Statehouse Republicans have a point when they note that wealthier Ohioans benefit most from income tax cuts because they pay larger amounts in taxes. They have made this argument repeatedly in crafting the new two-year $62 billion state budget now on the governor’s desk.

The spending plan features a 10 percent reduction in income tax rates, achieved over three years. That’s on top of the 21 percent reduction enacted in 2005. Add the reductions together, and Ohioans will see rates fall by one-third the past decade. What Republican lawmakers, and Gov. John Kasich rarely, if ever, cite is that households at the highest income rungs in Ohio and elsewhere have enjoyed a practical monopoly on income gains the past three decades and especially in the wake of the recession. Their incomes have climbed steadily, while those of most others have stagnated.

That is part of the larger context for assessing the new tax cuts, including an additional reduction for small business owners. An analysis for Policy Matters Ohio by the Institute on Taxation and Economic Policy found that the top 1 percent of households, earning at least $335,000, would receive an annual tax cut of more than $6,000 on average. Those in the middle-fifth, with earnings of $33,000 to $51,000, would get a tax cut of $3. And the bottom fifth? Their overall taxes would increase by $12 a year.

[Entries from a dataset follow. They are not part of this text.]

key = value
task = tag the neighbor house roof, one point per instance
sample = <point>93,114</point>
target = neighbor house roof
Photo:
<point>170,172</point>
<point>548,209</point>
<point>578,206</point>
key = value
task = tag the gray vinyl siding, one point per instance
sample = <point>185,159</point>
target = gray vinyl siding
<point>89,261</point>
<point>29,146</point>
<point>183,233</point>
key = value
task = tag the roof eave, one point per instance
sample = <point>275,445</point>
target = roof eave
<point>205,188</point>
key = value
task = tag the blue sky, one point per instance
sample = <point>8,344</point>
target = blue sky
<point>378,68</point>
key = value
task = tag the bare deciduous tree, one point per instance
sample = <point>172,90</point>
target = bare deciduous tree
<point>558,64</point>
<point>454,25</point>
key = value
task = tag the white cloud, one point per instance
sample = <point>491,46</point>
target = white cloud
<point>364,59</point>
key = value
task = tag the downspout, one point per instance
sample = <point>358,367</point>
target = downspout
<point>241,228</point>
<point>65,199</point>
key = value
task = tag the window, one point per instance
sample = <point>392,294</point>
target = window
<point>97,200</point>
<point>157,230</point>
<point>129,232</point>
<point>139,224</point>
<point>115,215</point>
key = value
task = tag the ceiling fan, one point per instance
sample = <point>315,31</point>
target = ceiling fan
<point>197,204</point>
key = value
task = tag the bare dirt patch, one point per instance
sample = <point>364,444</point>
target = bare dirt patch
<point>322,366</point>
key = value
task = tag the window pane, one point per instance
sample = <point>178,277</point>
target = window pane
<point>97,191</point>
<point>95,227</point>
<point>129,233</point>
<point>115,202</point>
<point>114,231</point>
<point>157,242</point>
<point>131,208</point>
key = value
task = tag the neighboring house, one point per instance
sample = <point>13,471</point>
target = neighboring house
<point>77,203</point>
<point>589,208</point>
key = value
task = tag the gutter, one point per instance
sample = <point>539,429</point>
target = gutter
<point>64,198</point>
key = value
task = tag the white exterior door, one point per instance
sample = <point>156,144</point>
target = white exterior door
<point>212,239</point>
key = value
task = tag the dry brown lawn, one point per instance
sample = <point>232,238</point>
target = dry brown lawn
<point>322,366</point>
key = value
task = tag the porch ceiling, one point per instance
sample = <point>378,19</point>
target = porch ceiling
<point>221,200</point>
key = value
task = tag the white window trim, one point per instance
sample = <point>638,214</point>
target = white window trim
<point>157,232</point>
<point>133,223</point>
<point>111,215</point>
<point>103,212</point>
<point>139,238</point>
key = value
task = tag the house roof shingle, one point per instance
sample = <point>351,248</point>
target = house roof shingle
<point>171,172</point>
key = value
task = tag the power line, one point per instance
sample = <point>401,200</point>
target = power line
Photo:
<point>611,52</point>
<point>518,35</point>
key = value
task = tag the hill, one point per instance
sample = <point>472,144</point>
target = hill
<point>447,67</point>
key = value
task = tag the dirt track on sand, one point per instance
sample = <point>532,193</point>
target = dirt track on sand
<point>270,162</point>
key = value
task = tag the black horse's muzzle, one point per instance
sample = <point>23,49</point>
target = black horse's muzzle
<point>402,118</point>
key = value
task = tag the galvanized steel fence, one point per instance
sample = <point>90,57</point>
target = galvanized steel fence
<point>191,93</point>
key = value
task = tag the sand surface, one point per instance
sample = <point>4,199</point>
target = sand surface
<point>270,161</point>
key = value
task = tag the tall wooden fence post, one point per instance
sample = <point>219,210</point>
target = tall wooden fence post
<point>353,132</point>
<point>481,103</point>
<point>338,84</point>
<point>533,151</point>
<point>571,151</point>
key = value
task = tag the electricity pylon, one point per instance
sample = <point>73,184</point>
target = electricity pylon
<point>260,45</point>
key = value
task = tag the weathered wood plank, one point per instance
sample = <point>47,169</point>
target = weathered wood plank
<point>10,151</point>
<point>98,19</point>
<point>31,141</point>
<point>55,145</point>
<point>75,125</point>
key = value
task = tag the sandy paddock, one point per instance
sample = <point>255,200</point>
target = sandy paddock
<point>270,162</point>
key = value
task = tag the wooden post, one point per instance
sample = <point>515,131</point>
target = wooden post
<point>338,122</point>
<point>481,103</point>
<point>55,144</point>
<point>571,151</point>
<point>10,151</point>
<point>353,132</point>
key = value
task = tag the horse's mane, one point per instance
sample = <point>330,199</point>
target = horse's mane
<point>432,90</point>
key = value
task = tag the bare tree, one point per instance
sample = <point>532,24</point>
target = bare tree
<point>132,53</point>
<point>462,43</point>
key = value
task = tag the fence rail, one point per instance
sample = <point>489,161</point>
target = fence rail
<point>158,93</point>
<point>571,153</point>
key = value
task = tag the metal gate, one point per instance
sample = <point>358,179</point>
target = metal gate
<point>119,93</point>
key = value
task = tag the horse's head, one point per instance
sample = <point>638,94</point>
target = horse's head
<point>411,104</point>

Know that these sums from the analysis involve other components of the tax package in the budget plan, including a higher rate for the state sales tax, from 5.5 percent to 5.75 percent. The governor and allies argue that the state will benefit from this shifting of the tax burden from income to consumption. They contend that reducing the income tax will unleash the state economy.

Actually, as Michael Mazerov of the Center on Budget and Policy Priorities has shown in much depth, the academic research fails to support such claims. He concludes: “There simply is no consensus whatsoever that cutting taxes is a good strategy to boost state economic growth and create jobs.”

The budget debate has included many instances of Republican lawmakers comparing Ohio favorably with its neighbors, in particular, touting the this state’s lower jobless rate (7 percent). Worth adding is that Indiana, at 8.5 percent unemployment, has a flat income tax rate of 3.4 percent. The story is the same for Michigan and Pennsylvania, higher unemployment, lower flat income tax rate. At the start of this year, Ohio had a top rate of 5.92 percent for its progressive income tax.

And Minnesota? Its jobless rate is 5.3 percent, while its top income tax rate is 7.85 percent.

To be sure, these numbers hardly tell all. Where economists do find consensus is the importance of investing in the foundation of a state economy, in public works and people, from education to health care. That is what troubles about the priorities in this and recent state budgets, additional tax cuts for those already doing well, when the vast majority of Ohioans would benefit from such things as stronger classrooms and lower college tuition.